For as large an N as you care to calculate for.

• Matti Meikäläinen

Ahhh, paradoxes!They make you intellectually humble. I especially like the one in set theory by Bertrand Russell: ‘The barber of Seville shaves all those, and those only, who do not shave themselves.’ So, Bertie asks, who shaves the Barber of Seville? Does he shave himself? Nope, that would be shaving himself and he only shaves those who do not shave themselves. Does his wife shave him? Nope, the Barber of Seville shaves all those who do not shave themselves. Mmm?

• Wyrd Smythe

Absolutely! And, unlike some paradoxes (such as the Twins paradox in Special Relativity), these are true contradictions that cannot be resolved. They’re like the Liar Paradox that way (“Everything I say is a lie.”).

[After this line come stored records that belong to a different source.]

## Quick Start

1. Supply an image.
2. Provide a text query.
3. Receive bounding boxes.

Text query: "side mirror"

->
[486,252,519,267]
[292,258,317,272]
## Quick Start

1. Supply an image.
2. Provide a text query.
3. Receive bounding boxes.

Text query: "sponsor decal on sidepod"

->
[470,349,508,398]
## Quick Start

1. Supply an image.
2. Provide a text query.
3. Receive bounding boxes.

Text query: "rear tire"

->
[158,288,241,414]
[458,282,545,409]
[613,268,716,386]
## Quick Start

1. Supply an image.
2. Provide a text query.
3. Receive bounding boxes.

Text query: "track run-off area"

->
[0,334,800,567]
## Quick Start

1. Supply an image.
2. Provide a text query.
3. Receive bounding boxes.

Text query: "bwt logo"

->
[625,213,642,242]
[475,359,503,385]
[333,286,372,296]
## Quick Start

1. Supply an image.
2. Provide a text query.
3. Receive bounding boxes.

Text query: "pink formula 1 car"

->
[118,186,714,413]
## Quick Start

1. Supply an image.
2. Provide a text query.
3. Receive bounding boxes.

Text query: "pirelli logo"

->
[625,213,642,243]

As you no doubt know, the formal version of Russell’s Barber paradox blew up the mathematics program of the time. They were thinking set theory fully explained arithmetic, and it was all wrapped up in a neat package with red bow. And then that troublemaker Russell asked, “Does the set that contains all sets that do not contain themselves contain itself?”

If it doesn’t, it should, but if it does, then it is no longer the set of sets that do not contain themselves. So, it can’t, but then it has to… 🤯

Not only humbling, but I rather like that reality is complicated enough to not be easy to figure out, and that there are some things that remain, in principle, forever beyond our grasp. Russell’s troublemaking lead to Gödel’s Incompleteness theorems and Turing’s Halting theorem, both of which are statements about what’s beyond our grasp.